Um dia, um pobre cordeiro malhado, de nome Agnellus, viu-se obrigado a invadir as terras de um dos mais poderosos senhores daquela floresta, a fim de encontrar um pouco de água que o mantivesse vivo. Sabia que, nas terras do Sr. Lupus, corria um regato de águas frescas e cristalinas, como devem ser as águas de todos os regatos das histórias que transmitem uma lição. Então, com muita cautela para não ser apanhado, escondeu-se o cordeirinho na vegetação que margeava o curso d’água e começou a saciar a sede.
            De repente, o pobre Agnellus percebeu o Sr. Lupus observando-o fixamente. O cordeirinho deu um salto para trás e, tremendo, foi logo desculpando-se:
            — Desculpe, Excelência, por haver sido obrigado a beber da sua água. É que já não suportava mais tanta sede. Mas, como V. Excelência bem pode ver, eu não contamino com minha sujeira e minha pobreza o seu manancial, pois bebo bem abaixo do ponto em que se encontra V. Excelência.
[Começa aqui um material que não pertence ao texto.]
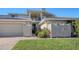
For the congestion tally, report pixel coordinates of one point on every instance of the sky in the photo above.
(60, 12)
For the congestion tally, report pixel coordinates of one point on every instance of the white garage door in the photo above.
(11, 29)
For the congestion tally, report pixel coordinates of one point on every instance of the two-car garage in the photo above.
(15, 28)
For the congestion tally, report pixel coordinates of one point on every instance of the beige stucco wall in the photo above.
(57, 28)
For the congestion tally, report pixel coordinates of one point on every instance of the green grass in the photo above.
(48, 44)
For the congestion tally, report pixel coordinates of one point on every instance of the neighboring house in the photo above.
(15, 26)
(25, 24)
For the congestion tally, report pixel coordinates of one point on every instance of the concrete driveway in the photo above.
(6, 43)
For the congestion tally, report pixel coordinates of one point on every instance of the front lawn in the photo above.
(48, 44)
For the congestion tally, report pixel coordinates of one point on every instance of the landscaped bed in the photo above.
(48, 44)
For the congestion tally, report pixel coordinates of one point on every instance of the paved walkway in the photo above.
(6, 43)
            — Ora, calma, pequeno cordeiro, tenho o maior prazer em dividir o líquido da vida com você. Não precisa ter medo de mim.
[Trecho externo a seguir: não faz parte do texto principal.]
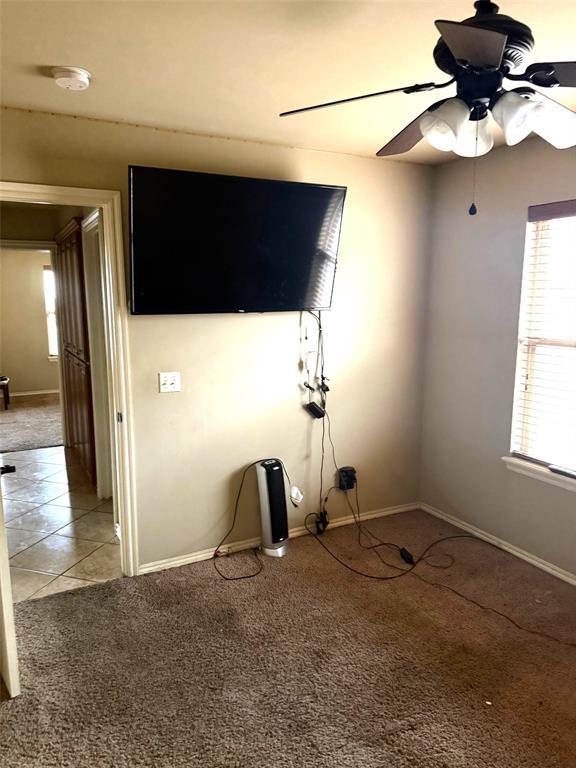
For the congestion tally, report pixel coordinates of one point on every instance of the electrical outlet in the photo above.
(169, 381)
            — Quer dizer que V. Excelência não vai me culpar — a mim ou aos membros da minha família — por sujar a sua água?
            — Não, pode ficar tranquilo. Beba à vontade e volte quantas vezes quiser.
            — Obrigada, Excelência, por sua generosidade.
            Nesse momento, porém, como se houvesse acordado de uma crise de sonambulismo, o lobo balançou o focinho, passou as patas nos olhos e gritou irritado:
            — Um momento! Quem está contando esta história?
            — Sou eu, um novo contador de causos, respondeu uma voz que vinha de dentro da história, mas que não saía da boca de ninguém.
            — E quem foi que mandou você modificar uma história consagrada há séculos, contada e ouvida por inúmeras gerações? Quem lhe concedeu licença para alterar o enredo desta fábula e mudar a minha natureza, isto é, a natureza do herói dos fatos.
            — Ora, Sr. Lupus, diferentemente do senhor, vivo em um tempo novo. Na minha época, ninguém mais acredita na força bruta como uma instância vencedora. Hoje, sabemos que a inteligência, a astúcia e a perspicácia têm mais poder do que a força.
            — Que besteira! Um rato nunca poderá vencer um elefante, como um anão não deverá ganhar de um gigante, nem um cordeiro, de um lobo.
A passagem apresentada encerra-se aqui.